El honor de una nación y de su mandatario se defiende con un ejercicio prudente y justo del poder, no con bravatas ni salidas de tono frecuentes. Se cultiva el honor de un pueblo educándolo para la paz y no para el odio, guiándolo para el reencuentro y el logro sinérgico de grandes metas nacionales, y no azuzándolo a la revancha o a la división interna. El honor nacional se protege dialogando con los opositores y no tratando de acallarlos, convenciendo respetuosamente y no pidiendo prisión para quienes discrepan, -incluso si actúan de forma grosera-, pues la diferencia de poderío e influencia entre un presidente y un ciudadano es gigantesca, y el verdadero honor es contrario al abuso. El honor de un país se defiende esclareciendo públicamente y nítidamente los actos oscuros del régimen, que afloran en las acusaciones de corrupción, y no negándolos a rajatabla. El honor del país exige incrementar el surgimiento de diversidad de líderes de alta calidad y no centralizar todo el poder en un mesías que actúa como si poseyera las llaves de la verdad y del paraíso. El honor de un país se fortalece buscando una maduración real de la democracia y no implantando un sistema autoritario que se transforma más y más en una dictadura con “elecciones”.
El honor de un país se alcanza manteniendo relaciones independientes, claras y firmes frente a los poderes internacionales, pero no cayendo en fanfarronadas que conllevan perjuicio para muchos ciudadanos. Se puede ser digno sin necesidad de ser altisonante, y un estadista sabe que no debe actuar como valentón de barra extremista, porque comprende que esas son actitudes de la adolescencia o del fanatismo, no del liderazgo maduro y sabio.
El honor de un país se logra aceptando la alternancia en el poder, no aferrándose mañosamente al mando por elecciones manipuladas, propaganda hipnotizante y plebiscitos tramposos, para tratar de mantenerse décadas sobre el potro. El honor de un país se cimenta alcanzando su genuino florecimiento económico, basado en el emprendimiento de muchísimos ciudadanos y organizaciones, desde la microempresa familiar hasta las empresas gigantes, y no convirtiendo a todo un pueblo en limosnero de dádivas oficiales, degradándolo a clientela fanática.

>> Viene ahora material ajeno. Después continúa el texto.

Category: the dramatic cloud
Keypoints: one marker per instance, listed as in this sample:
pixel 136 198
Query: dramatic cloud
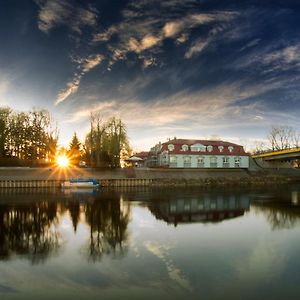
pixel 85 65
pixel 197 47
pixel 62 12
pixel 138 34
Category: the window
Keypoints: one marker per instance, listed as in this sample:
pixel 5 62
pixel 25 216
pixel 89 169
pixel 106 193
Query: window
pixel 209 148
pixel 230 148
pixel 225 162
pixel 185 147
pixel 213 161
pixel 187 162
pixel 173 161
pixel 198 148
pixel 237 162
pixel 171 147
pixel 225 159
pixel 200 161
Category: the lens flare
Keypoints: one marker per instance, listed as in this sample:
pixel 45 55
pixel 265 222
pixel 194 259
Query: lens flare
pixel 62 161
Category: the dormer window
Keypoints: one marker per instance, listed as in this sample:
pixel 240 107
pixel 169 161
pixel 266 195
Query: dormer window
pixel 171 147
pixel 198 148
pixel 209 148
pixel 185 147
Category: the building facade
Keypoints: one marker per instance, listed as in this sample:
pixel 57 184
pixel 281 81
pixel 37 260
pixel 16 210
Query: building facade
pixel 184 153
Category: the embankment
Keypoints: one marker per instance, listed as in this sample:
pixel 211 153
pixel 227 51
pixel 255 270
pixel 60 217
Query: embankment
pixel 45 177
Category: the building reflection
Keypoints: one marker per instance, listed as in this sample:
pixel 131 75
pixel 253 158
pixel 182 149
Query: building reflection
pixel 282 210
pixel 204 208
pixel 30 223
pixel 29 230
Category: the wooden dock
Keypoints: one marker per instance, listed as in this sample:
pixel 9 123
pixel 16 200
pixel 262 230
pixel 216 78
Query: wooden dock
pixel 128 182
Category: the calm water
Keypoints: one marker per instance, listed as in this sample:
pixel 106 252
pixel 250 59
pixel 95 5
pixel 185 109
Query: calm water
pixel 150 244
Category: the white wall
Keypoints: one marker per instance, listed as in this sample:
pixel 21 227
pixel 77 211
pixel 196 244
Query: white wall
pixel 244 161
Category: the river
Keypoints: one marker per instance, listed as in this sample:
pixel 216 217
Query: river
pixel 150 244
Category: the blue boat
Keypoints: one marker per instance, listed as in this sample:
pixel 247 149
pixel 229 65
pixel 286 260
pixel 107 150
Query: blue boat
pixel 81 183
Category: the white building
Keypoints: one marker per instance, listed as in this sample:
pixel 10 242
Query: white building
pixel 183 153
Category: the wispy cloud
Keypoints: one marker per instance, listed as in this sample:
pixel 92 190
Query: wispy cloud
pixel 196 47
pixel 54 13
pixel 144 29
pixel 84 65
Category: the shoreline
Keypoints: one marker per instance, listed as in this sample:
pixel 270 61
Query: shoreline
pixel 45 177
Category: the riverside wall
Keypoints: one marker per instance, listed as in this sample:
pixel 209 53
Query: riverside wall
pixel 53 177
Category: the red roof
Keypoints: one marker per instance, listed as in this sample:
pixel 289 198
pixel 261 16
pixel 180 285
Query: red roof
pixel 237 149
pixel 143 154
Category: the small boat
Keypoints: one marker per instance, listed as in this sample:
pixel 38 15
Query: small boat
pixel 81 183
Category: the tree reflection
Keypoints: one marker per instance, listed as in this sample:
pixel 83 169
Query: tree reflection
pixel 280 214
pixel 28 230
pixel 31 227
pixel 108 221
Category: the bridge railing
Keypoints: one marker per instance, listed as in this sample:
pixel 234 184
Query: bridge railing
pixel 276 152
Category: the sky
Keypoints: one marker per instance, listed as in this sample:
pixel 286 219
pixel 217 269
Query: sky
pixel 192 69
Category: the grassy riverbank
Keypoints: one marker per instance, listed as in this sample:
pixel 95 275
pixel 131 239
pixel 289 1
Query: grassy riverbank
pixel 156 177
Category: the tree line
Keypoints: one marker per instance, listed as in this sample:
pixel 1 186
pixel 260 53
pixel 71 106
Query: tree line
pixel 28 138
pixel 280 137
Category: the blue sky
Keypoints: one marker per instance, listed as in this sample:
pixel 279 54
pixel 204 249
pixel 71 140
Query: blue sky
pixel 184 68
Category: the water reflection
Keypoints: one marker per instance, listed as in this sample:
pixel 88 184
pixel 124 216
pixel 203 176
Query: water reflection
pixel 108 220
pixel 30 223
pixel 203 208
pixel 281 209
pixel 29 230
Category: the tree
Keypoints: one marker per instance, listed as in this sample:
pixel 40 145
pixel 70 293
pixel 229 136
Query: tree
pixel 4 129
pixel 106 142
pixel 74 152
pixel 283 137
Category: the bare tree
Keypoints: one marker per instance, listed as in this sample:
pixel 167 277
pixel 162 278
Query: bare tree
pixel 283 137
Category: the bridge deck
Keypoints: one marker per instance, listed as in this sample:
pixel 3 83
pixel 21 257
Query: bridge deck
pixel 282 153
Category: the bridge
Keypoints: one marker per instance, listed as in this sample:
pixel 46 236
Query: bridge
pixel 282 155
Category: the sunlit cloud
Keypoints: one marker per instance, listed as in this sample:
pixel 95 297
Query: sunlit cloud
pixel 85 65
pixel 197 47
pixel 54 13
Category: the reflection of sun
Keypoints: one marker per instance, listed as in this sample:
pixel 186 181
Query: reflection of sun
pixel 62 161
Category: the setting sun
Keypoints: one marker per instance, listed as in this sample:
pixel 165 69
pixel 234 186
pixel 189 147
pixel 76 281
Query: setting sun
pixel 62 161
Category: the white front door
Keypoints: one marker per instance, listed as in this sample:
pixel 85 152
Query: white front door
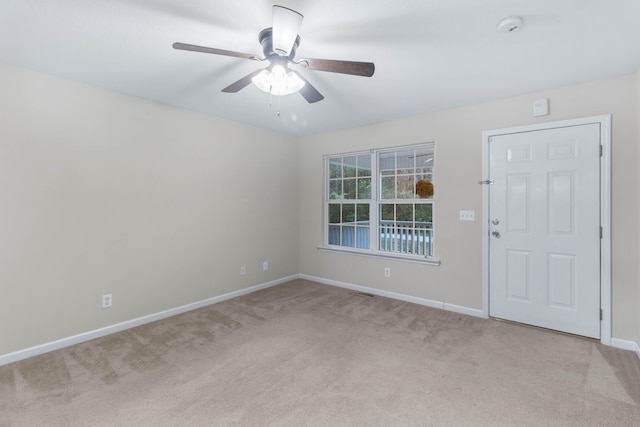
pixel 544 224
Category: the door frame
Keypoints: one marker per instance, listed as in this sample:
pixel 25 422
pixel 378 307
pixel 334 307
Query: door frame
pixel 605 210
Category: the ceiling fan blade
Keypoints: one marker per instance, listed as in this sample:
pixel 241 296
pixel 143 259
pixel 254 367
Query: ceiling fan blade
pixel 309 92
pixel 365 69
pixel 286 23
pixel 242 83
pixel 212 50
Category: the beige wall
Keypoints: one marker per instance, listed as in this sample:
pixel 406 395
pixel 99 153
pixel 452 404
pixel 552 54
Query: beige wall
pixel 638 162
pixel 458 136
pixel 104 193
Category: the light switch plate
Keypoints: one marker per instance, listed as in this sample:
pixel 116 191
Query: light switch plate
pixel 467 215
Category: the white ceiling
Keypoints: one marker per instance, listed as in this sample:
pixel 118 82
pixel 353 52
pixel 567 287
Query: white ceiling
pixel 429 54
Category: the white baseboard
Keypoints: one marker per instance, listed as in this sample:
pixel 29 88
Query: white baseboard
pixel 394 295
pixel 87 336
pixel 615 342
pixel 626 345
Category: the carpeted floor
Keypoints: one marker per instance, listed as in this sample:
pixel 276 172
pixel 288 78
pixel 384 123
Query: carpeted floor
pixel 303 353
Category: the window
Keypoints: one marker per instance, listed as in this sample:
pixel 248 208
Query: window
pixel 381 202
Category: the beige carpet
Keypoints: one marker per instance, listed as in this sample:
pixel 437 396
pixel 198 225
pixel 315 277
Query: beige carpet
pixel 309 354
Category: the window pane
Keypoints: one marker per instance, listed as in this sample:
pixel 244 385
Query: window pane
pixel 349 168
pixel 349 188
pixel 405 162
pixel 404 213
pixel 424 163
pixel 348 236
pixel 335 190
pixel 423 213
pixel 334 214
pixel 334 234
pixel 364 165
pixel 387 212
pixel 335 168
pixel 362 237
pixel 405 187
pixel 364 188
pixel 348 212
pixel 387 163
pixel 388 188
pixel 424 189
pixel 362 212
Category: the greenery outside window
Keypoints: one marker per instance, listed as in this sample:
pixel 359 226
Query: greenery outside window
pixel 381 202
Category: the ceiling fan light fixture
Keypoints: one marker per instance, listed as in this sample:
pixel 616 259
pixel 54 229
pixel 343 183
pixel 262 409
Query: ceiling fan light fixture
pixel 277 81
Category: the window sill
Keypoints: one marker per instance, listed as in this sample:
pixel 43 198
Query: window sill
pixel 415 259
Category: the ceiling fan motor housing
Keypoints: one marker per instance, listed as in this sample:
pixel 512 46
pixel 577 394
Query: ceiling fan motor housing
pixel 266 41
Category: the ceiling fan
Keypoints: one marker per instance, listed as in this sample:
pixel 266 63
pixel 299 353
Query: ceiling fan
pixel 279 44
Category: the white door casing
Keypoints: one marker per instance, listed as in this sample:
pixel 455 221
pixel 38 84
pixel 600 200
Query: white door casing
pixel 545 263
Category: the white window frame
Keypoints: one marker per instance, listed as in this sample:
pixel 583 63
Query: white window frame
pixel 374 202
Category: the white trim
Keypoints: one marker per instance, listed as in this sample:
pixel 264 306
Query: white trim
pixel 401 297
pixel 605 211
pixel 118 327
pixel 626 345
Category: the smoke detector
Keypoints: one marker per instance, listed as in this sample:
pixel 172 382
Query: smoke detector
pixel 510 24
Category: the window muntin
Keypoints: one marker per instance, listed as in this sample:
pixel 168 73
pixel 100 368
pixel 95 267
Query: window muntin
pixel 391 214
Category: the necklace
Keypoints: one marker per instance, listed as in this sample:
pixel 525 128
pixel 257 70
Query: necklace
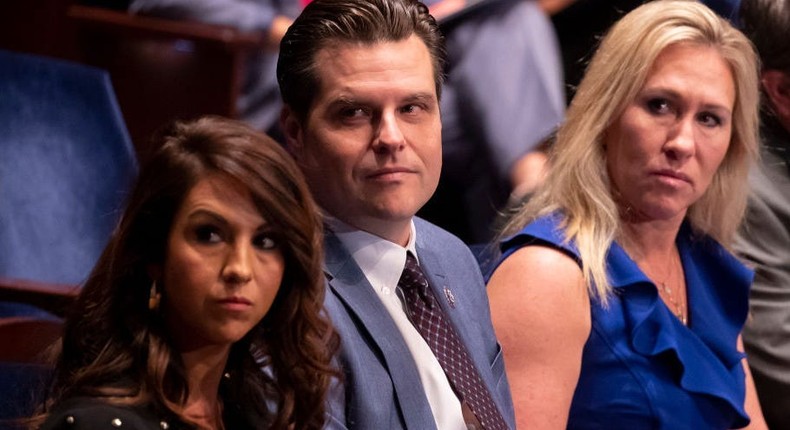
pixel 677 307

Los grandes líderes comprenden que el honor está hecho de humildad y no de arrogancia, de sensatez y no de imprudencia, de valentía y no de desplantes, de alegría pero no de cursilería. Su mayor poder está en que sus pueblos los respetan y los aman, pero no los idolatran porque saben que son humanos y que cometen errores. Los grandes líderes quieren ciudadanos libres, pensantes y capaces de cuestionarlos, y no vasallos rumiantes de sus discursos, ni fanáticos que los endiosen. ¡No!
Esta clase de honor, es poco frecuente en las oscuras esferas de la política.